Résumé de la décision :
La Cour nationale du droit d'asile a annulé une décision antérieure de l'Office français de protection des réfugiés et apatrides du 23 juin 2015, qui avait refusé à M. A..., un ressortissant afghan, la qualité de réfugié ainsi que le bénéfice de la protection subsidiaire. Elle a accordé à M. A... le bénéfice de la protection subsidiaire au motif qu'il devait traverser une zone de conflit (Kaboul) pour atteindre sa province d'origine, exposant ainsi sa vie à des risques. Toutefois, l'Office français s'est pourvu en cassation contre cette décision, entraînant l'annulation par le Conseil d'État en raison d'une erreur de droit, en renvoyant l'affaire devant la Cour nationale du droit d'asile.
Arguments pertinents :
1. Condition de la protection subsidiaire : Selon l'article L. 712-1 du code de l'entrée et du séjour des étrangers et du droit d'asile, la protection subsidiaire est accordée lorsqu'il existe des motifs sérieux de croire qu'un individu court un risque réel de subir des atteintes graves dans son pays d'origine. La Cour a noté que pour accorder cette protection, il fallait prouver l'existence d'une violence généralisée dans la région cible.
2. Erreur dans l'évaluation du risque : La Cour nationale du droit d'asile a conclu que M. A... devait traverser une zone de conflit pour rejoindre sa province, mais n'a pas correctement évalué si cette zone (Kaboul) représentait un niveau de violence suffisant pour justifier l'octroi de la protection. Le Conseil d'État a estimé que la Cour s'était simplement bornée à constater le passage par une zone violente sans en examiner l'intensité.

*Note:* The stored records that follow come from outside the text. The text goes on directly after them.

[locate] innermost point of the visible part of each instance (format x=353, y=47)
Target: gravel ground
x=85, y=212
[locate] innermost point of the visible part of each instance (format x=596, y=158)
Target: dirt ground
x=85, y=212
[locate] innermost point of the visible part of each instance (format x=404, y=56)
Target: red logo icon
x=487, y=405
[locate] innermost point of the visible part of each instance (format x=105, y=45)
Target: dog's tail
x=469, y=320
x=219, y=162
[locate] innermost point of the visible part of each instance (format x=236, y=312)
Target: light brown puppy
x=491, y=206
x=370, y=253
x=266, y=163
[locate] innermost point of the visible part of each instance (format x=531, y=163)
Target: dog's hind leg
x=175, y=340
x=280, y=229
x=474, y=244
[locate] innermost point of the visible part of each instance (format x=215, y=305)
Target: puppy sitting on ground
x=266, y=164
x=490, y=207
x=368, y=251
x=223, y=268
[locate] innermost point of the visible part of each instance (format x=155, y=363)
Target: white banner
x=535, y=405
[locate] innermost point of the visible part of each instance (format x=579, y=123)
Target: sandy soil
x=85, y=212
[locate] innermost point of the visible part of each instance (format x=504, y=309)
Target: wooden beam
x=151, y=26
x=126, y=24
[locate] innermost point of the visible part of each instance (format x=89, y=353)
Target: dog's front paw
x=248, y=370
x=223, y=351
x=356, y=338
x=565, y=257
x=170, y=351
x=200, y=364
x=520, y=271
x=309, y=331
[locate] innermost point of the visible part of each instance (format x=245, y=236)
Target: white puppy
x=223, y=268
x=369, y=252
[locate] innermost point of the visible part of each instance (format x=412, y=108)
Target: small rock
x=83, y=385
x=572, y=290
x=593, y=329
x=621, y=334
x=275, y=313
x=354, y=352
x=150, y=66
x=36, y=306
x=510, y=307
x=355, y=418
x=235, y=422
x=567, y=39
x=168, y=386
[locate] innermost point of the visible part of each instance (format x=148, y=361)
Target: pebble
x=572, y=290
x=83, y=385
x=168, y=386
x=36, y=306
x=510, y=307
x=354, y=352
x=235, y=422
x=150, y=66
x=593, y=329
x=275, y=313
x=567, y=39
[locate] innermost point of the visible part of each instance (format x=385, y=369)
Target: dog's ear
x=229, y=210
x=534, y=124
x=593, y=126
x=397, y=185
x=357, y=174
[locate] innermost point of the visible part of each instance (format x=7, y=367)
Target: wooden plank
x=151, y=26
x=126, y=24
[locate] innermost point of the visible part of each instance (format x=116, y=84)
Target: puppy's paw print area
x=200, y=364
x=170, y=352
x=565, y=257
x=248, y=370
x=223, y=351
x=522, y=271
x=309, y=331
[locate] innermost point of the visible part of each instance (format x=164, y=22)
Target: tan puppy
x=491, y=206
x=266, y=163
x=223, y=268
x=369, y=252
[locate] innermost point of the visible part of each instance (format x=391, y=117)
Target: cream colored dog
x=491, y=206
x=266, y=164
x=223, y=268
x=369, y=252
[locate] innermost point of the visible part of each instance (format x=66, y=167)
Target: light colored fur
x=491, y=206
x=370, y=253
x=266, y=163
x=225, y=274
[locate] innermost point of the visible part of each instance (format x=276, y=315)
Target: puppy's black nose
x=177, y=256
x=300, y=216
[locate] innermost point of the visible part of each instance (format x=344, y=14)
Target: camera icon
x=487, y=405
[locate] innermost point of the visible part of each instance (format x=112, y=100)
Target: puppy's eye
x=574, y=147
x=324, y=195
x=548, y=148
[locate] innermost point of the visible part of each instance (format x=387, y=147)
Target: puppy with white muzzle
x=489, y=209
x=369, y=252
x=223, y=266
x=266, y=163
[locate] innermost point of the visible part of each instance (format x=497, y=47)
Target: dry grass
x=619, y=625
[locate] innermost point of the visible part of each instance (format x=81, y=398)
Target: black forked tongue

Interprétations et citations légales :
- L'article L. 712-1 du code de l'entrée et du séjour des étrangers et du droit d'asile stipule : "Le bénéfice de la protection subsidiaire est accordé à toute personne qui ne remplit pas les conditions pour se voir reconnaître la qualité de réfugié et pour laquelle il existe des motifs sérieux et avérés de croire qu'elle courrait dans son pays un risque réel de subir l'une des atteintes graves." Ce texte souligne la nécessité d'une évaluation approfondie des risques.
- Il est indiqué que le bénéfice de la protection subsidiaire peut résulter "du fait que l'intéressé ne peut s'y rendre sans nécessairement traverser une zone au sein de laquelle le degré de violence résultant de la situation de conflit armé est tel qu'il existe des motifs sérieux et avérés de croire que l'intéressé se trouverait exposé". Cela montre qu'il faut non seulement considérer le point de départ et d'arrivée, mais aussi le trajet et les dangers inhérents.
Ainsi, le Conseil d'État a sanctionné le raisonnement de la Cour nationale du droit d'asile qui a négligé de démontrer que la traversée de la zone de Kaboul était effectivement soumise à un risque significatif. Cette décision met en lumière l'impératif d'une évaluation rigoureuse et contextualisée des conditions de sécurité des demandeurs d'asile.